The greatest enemy of hunger for God is not poison but apple pie. It is not the banquet of the wicked that dulls our appetite for heaven, but endless nibbling at the table of the world. It is not the X-rated video, but the prime-time dribble of triviality we drink in every night. For all the ill that Satan can do, when God describes what keeps us from the banquet table of his love, it is a piece of land, a yoke of oxen, and a wife (Luke 14:18-20). The greatest adversary of love to God is not his enemies but his gifts. And the most deadly appetites are not for the poison of evil, but for the simple pleasures of earth. For when these replace an
appetite for God himself, the idolatry is scarcely recognizable, and almost incurable. John Piper
How many people do I know right now, today, whose idolatry is hardly recognized and nearly incurable? Too many. Hence, my subtitle: Pity the person who has never gotten around to living for eternity. I truly do pity those around me who really have no idea what they're missing, and won't until they find themselves willing to lose all that they might gain Christ. I found these riches early on, and I STILL find my appetite for God dulled by a piece of land, a yoke of oxen, or a computer. But there's a picture in my head that God placed there the first time I entered a church again after 18 years of atheism of a hound dog chasing a rabbit with all the single-minded zeal and abandon that only a hound dog hot on the scent can exhibit. It's that kind of energy with which I desire to follow after God.

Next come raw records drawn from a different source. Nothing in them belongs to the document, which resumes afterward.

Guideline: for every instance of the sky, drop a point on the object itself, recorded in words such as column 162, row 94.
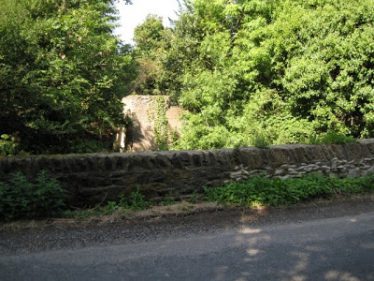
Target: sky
column 135, row 14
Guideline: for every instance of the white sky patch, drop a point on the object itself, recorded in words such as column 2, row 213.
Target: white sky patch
column 133, row 15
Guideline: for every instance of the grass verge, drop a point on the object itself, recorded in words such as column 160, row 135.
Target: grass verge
column 277, row 192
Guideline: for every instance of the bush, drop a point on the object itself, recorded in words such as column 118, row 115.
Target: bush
column 8, row 146
column 22, row 198
column 277, row 192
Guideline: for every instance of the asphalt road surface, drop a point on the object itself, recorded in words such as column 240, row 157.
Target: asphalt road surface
column 331, row 243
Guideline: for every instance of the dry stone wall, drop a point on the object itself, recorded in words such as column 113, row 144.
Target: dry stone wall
column 93, row 178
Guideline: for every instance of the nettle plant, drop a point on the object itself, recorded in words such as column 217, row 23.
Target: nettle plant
column 21, row 197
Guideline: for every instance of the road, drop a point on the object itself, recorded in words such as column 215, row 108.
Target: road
column 329, row 243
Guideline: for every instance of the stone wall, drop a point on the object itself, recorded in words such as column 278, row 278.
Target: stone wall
column 94, row 178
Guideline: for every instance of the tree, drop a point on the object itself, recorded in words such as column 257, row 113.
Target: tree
column 284, row 69
column 152, row 42
column 62, row 73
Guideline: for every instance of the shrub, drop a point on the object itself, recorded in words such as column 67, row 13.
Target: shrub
column 22, row 198
column 335, row 138
column 276, row 192
column 8, row 146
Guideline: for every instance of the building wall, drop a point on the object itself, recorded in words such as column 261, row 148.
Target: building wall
column 141, row 109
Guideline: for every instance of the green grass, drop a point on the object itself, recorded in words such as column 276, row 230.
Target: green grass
column 277, row 192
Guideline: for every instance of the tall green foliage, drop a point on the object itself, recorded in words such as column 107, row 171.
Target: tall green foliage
column 278, row 68
column 62, row 72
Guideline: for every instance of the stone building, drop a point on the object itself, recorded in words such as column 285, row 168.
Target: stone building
column 142, row 109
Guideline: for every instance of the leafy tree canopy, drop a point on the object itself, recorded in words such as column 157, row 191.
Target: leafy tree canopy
column 62, row 72
column 279, row 68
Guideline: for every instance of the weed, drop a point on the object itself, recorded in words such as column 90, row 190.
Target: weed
column 277, row 192
column 22, row 198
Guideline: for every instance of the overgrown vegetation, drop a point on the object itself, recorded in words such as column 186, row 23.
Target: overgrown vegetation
column 248, row 72
column 23, row 198
column 283, row 70
column 62, row 74
column 43, row 197
column 277, row 192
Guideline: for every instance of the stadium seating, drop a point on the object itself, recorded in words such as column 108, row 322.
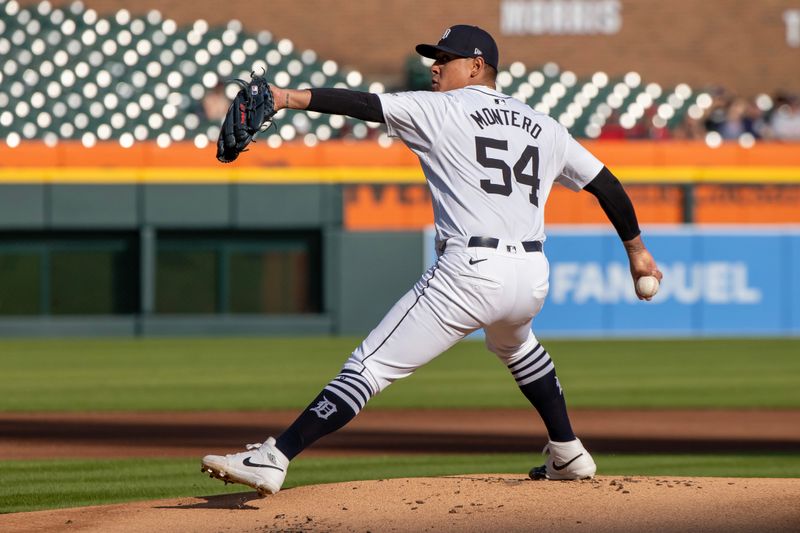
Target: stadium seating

But what things were gain to me,
those I counted loss for Christ.

Yea doubtless, and I count all things but loss
for the excellency of the knowledge of Christ Jesus my Lord:
for whom I have suffered the loss of all things,
and do count them but dung,
that I may win Christ,

And be found in him, not having mine own righteousness,
which is of the law, but that which is through the faith of Christ,
the righteousness which is of God by faith:

That I may know him, and the power of his resurrection,
and the fellowship of his sufferings,
being made conformable unto his death;

If by any means I might attain
unto the resurrection of the dead.

Not as though I had already attained,
either were already perfect: but I follow after,
if that I may apprehend that for which also
I am apprehended of Christ Jesus.

Brethren, I count not myself to have apprehended:
but this one thing I do,
forgetting those things which are behind,
and reaching forth unto those things which are before,

I press toward the mark for the prize
of the high calling of God in Christ Jesus.